Fisherman: Maybe the fish killed themselves!
Lisa: Maybe you should be ashamed of yourself!
Fisherman: Maybe you should marry Milhouse! (Lisa gasps) Yeah, that's right! I know about Milhouse.
Lisa: Repent! Repent! Before it's too late! (giggles) I always wanted to do that in a New England church.
Dolph: What the hell is a radish, anyway? It's like an apple did it with an onion.
Marge: Homer, that's too much sugar.
Homer: It's not sugar, it's carmel!
Marge: (about the Merry Go Round) Can I go again?
Homer: All night, baby.
(Bart and Lisa groan.)
Marge: Homer!
Lisa: Bart!
INS Man: Portuguese Fausto!
Fausto: Ay! Yi! Yi!
Carl: What's wrong Moe?
Moe: I just got this strange feeling Homer's in trouble.
Lenny: That's weird I just got this strange feeling some guy I don't know named Fausto is in trouble.
Moe: Come on we got to save Homer!
Lenny: And Fausto!
Sideshow Mel: I demand entertainment!
Homer: We left plenty of food so you won't starve!
Grampa: Thank you!
Homer: I was talking to the cat!
Lisa: Uck! This is the most disgusting place we've ever gone!
Bart: What about Brazil?
Lisa: After Brazil.
Homer: Do you think your mother will ever re-marry?
Bart: In about two seconds.
Homer: Why you little...
Old Man: I say let him fish it off. These waters are so barren, by the time he pays off the debt; he'll be as old and as queer as I am.

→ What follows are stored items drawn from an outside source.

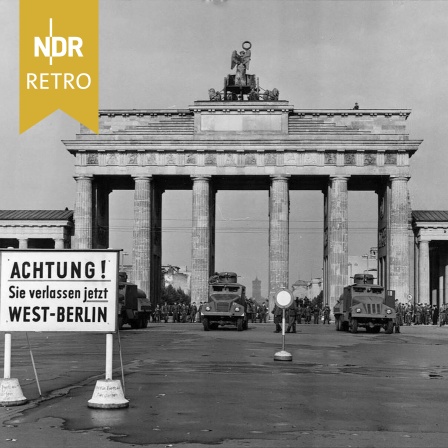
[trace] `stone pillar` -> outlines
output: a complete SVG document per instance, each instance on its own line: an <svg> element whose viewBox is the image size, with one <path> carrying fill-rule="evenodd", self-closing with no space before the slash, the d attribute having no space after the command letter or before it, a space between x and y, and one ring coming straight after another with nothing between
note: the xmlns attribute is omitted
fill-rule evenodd
<svg viewBox="0 0 448 448"><path fill-rule="evenodd" d="M92 249L92 176L75 179L75 249Z"/></svg>
<svg viewBox="0 0 448 448"><path fill-rule="evenodd" d="M437 292L439 287L439 269L438 269L438 259L439 259L439 248L437 243L429 248L429 304L433 305L437 303Z"/></svg>
<svg viewBox="0 0 448 448"><path fill-rule="evenodd" d="M446 304L448 303L448 252L447 248L445 247L445 257L444 257L444 286L443 286L443 298L442 303Z"/></svg>
<svg viewBox="0 0 448 448"><path fill-rule="evenodd" d="M54 239L54 248L55 249L65 249L64 239L63 238L55 238Z"/></svg>
<svg viewBox="0 0 448 448"><path fill-rule="evenodd" d="M349 283L348 278L348 177L330 178L328 190L328 295L333 306Z"/></svg>
<svg viewBox="0 0 448 448"><path fill-rule="evenodd" d="M208 301L210 272L210 178L193 178L191 301Z"/></svg>
<svg viewBox="0 0 448 448"><path fill-rule="evenodd" d="M132 247L132 281L150 294L151 257L151 177L134 178L134 235Z"/></svg>
<svg viewBox="0 0 448 448"><path fill-rule="evenodd" d="M390 185L380 182L378 189L378 284L389 288Z"/></svg>
<svg viewBox="0 0 448 448"><path fill-rule="evenodd" d="M28 238L19 238L19 249L28 249Z"/></svg>
<svg viewBox="0 0 448 448"><path fill-rule="evenodd" d="M437 305L443 304L443 290L445 288L445 252L443 244L439 245L438 274L439 274L439 290L437 292Z"/></svg>
<svg viewBox="0 0 448 448"><path fill-rule="evenodd" d="M412 304L418 303L418 288L420 286L419 280L419 259L420 259L420 250L417 238L414 240L414 297L412 300Z"/></svg>
<svg viewBox="0 0 448 448"><path fill-rule="evenodd" d="M273 176L269 198L269 312L279 288L289 288L289 186Z"/></svg>
<svg viewBox="0 0 448 448"><path fill-rule="evenodd" d="M151 303L153 308L162 296L162 195L163 189L153 183L151 197Z"/></svg>
<svg viewBox="0 0 448 448"><path fill-rule="evenodd" d="M409 288L408 242L408 178L391 178L390 243L388 289L395 290L395 298L407 302Z"/></svg>
<svg viewBox="0 0 448 448"><path fill-rule="evenodd" d="M417 303L429 303L429 241L420 240L418 257Z"/></svg>
<svg viewBox="0 0 448 448"><path fill-rule="evenodd" d="M330 186L327 185L326 189L322 191L324 194L324 257L323 257L323 272L322 272L322 289L324 302L323 305L329 304L329 284L328 284L328 198L329 198Z"/></svg>
<svg viewBox="0 0 448 448"><path fill-rule="evenodd" d="M213 273L216 269L216 188L210 186L210 256L209 272Z"/></svg>
<svg viewBox="0 0 448 448"><path fill-rule="evenodd" d="M92 188L94 249L109 247L109 194L111 189L101 182L94 182Z"/></svg>
<svg viewBox="0 0 448 448"><path fill-rule="evenodd" d="M408 254L409 254L409 294L415 295L415 283L417 281L415 275L415 266L416 266L416 258L415 258L415 236L414 231L412 229L412 210L411 203L408 201ZM409 294L406 299L409 302Z"/></svg>

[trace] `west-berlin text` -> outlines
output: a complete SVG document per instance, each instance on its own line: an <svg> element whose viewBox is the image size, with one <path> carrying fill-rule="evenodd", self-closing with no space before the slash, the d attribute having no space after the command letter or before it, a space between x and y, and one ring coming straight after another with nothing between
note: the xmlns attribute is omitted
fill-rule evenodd
<svg viewBox="0 0 448 448"><path fill-rule="evenodd" d="M107 322L107 308L92 306L10 306L9 319L11 322Z"/></svg>

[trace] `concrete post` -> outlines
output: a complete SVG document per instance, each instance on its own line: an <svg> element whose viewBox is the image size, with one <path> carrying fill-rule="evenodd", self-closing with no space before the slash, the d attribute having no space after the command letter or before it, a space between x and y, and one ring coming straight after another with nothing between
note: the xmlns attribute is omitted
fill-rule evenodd
<svg viewBox="0 0 448 448"><path fill-rule="evenodd" d="M75 249L92 249L92 176L75 179Z"/></svg>
<svg viewBox="0 0 448 448"><path fill-rule="evenodd" d="M328 295L329 307L348 284L348 177L330 178L328 192Z"/></svg>
<svg viewBox="0 0 448 448"><path fill-rule="evenodd" d="M280 288L289 288L289 186L287 177L274 176L269 198L269 312Z"/></svg>
<svg viewBox="0 0 448 448"><path fill-rule="evenodd" d="M408 178L391 178L389 249L389 289L395 297L407 302L409 288L409 242L408 242Z"/></svg>
<svg viewBox="0 0 448 448"><path fill-rule="evenodd" d="M210 178L193 178L191 301L208 301L210 277Z"/></svg>
<svg viewBox="0 0 448 448"><path fill-rule="evenodd" d="M150 293L151 177L135 177L132 281Z"/></svg>
<svg viewBox="0 0 448 448"><path fill-rule="evenodd" d="M19 238L19 249L28 249L28 238Z"/></svg>

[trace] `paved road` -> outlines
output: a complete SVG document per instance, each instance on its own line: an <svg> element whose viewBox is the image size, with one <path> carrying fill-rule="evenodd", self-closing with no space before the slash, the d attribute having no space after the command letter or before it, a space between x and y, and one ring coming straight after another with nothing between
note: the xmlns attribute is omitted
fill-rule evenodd
<svg viewBox="0 0 448 448"><path fill-rule="evenodd" d="M104 376L104 335L30 333L41 398L25 335L14 334L12 376L30 402L0 408L0 447L448 445L448 328L298 328L286 339L292 362L274 361L281 335L272 324L122 331L130 406L121 410L87 407Z"/></svg>

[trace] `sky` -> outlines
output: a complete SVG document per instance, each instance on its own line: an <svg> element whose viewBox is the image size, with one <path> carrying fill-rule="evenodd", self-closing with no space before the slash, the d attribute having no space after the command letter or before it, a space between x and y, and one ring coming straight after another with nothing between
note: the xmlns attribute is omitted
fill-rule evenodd
<svg viewBox="0 0 448 448"><path fill-rule="evenodd" d="M70 3L70 2L68 2ZM76 2L74 2L76 3ZM448 2L100 0L100 109L185 108L222 88L233 50L298 109L411 109L414 210L448 210ZM58 111L19 135L19 1L0 0L0 209L74 209L79 123ZM111 247L132 250L132 192L111 195ZM266 294L267 192L218 192L217 270ZM191 192L166 192L164 264L191 266ZM291 192L290 283L322 273L321 192ZM349 255L376 244L376 195L349 194Z"/></svg>

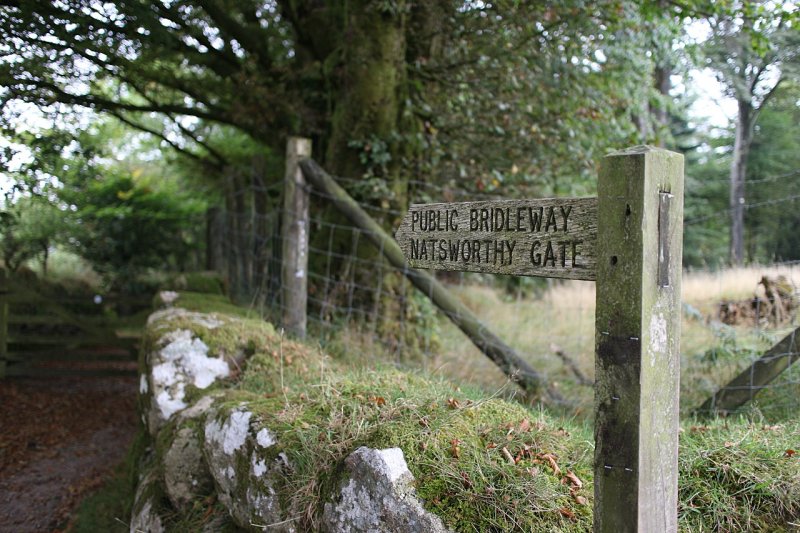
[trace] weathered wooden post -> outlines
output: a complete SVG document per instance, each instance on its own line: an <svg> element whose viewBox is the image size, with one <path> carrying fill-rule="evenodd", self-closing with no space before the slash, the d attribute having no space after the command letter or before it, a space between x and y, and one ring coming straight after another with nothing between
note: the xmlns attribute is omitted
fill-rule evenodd
<svg viewBox="0 0 800 533"><path fill-rule="evenodd" d="M306 336L308 300L308 189L300 170L302 158L311 156L311 141L290 137L286 143L283 190L283 262L281 295L283 327L299 338Z"/></svg>
<svg viewBox="0 0 800 533"><path fill-rule="evenodd" d="M677 531L683 156L607 156L597 226L594 530Z"/></svg>
<svg viewBox="0 0 800 533"><path fill-rule="evenodd" d="M5 298L8 291L8 275L0 268L0 379L6 377L8 360L8 302Z"/></svg>

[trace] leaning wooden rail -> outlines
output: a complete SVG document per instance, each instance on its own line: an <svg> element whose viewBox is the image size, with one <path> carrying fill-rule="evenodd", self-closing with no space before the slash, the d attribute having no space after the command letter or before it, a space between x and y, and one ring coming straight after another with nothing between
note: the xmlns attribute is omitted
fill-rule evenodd
<svg viewBox="0 0 800 533"><path fill-rule="evenodd" d="M320 192L330 197L336 207L357 227L364 230L367 238L383 251L389 262L400 270L434 304L463 331L467 337L489 359L491 359L510 379L533 395L545 394L552 400L563 401L561 395L547 387L543 374L528 364L517 352L504 343L489 328L454 298L436 278L406 265L403 252L394 238L364 212L358 203L341 188L314 160L303 159L300 167L306 179Z"/></svg>
<svg viewBox="0 0 800 533"><path fill-rule="evenodd" d="M726 414L735 411L800 359L800 328L795 329L752 365L703 402L698 416Z"/></svg>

Homer: Queer-strange or queer-gay?
Old Man: A touch of both. (laughs crazily and then makes kisses in the air to Homer)
Emily: Mr. Simpson, we'd do anything to help a stranger who claimed a vacation here 30 years ago.
Nathaniel: And to make a little meth money on the side.
Homer: Nice brush work, Emily. Nathaniel, you could learn a lot from her.